Our New Normal

The human world – it’s a mess.

Sebastian, THE LITTLE MERMAID

Right about now, everyone’s definition of “normal” has shifted a few degrees. I’m one of the lucky ones: both my fiance’ and I already work from home, and our children have four feet and don’t require school (in fact, the little black and white one is already too smart for her own good), so those aspects of our lives didn’t change.

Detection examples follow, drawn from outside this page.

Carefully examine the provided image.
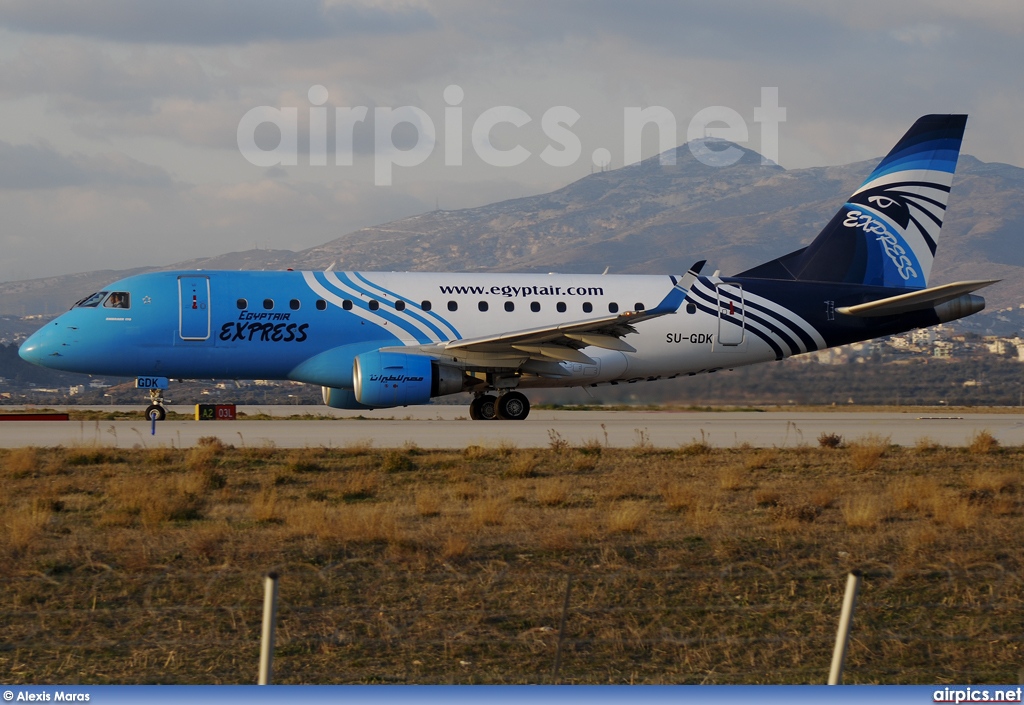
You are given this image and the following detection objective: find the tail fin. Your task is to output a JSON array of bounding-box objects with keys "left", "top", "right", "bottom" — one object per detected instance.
[{"left": 737, "top": 115, "right": 967, "bottom": 289}]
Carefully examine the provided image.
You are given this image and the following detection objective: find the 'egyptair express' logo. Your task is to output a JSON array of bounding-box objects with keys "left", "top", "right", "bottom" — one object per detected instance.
[{"left": 843, "top": 196, "right": 919, "bottom": 281}]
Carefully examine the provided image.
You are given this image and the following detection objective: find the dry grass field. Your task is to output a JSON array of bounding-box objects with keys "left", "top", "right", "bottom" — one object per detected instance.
[{"left": 0, "top": 431, "right": 1024, "bottom": 683}]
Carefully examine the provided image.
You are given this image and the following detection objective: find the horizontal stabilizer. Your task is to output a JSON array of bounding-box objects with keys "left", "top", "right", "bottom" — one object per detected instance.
[{"left": 836, "top": 279, "right": 999, "bottom": 318}]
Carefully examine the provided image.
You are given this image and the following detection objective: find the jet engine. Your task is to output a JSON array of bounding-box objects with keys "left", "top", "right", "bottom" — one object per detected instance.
[{"left": 352, "top": 350, "right": 472, "bottom": 408}]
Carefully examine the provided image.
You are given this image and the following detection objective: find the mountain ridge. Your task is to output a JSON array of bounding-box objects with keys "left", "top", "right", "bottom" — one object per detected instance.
[{"left": 0, "top": 144, "right": 1024, "bottom": 316}]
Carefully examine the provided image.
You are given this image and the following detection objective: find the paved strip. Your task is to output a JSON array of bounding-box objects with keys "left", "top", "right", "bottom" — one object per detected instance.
[{"left": 0, "top": 406, "right": 1024, "bottom": 448}]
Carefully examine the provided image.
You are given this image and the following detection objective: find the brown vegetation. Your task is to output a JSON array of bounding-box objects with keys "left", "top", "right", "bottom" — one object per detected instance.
[{"left": 0, "top": 442, "right": 1024, "bottom": 683}]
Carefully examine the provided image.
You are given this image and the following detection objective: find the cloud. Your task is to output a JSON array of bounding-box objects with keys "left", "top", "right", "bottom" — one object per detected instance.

But we lost our ability to go to the gym, our grocery habits had to change, we’re still planning for our wedding, and we like to have a monthly game night with friends.

Enter a level of chaos.

My fiance’ reads the news, and I can feel his stress level increasing (for the sake of my sanity and everyone around me – not to mention inanimate objects in the immediate vicinity – I avoid the news).

I encountered people on Facebook that I thought better of suddenly deciding they were entitled to “hazard pay” and extra vacation time when other friends and family members are working on the REAL front lines, in ACTUAL hazards, without any extra pay or benefits – just begging for proper PPE, and I wanted to scream and demand they take their piece of shit petition down and replace it with an apology (frankly, I still do).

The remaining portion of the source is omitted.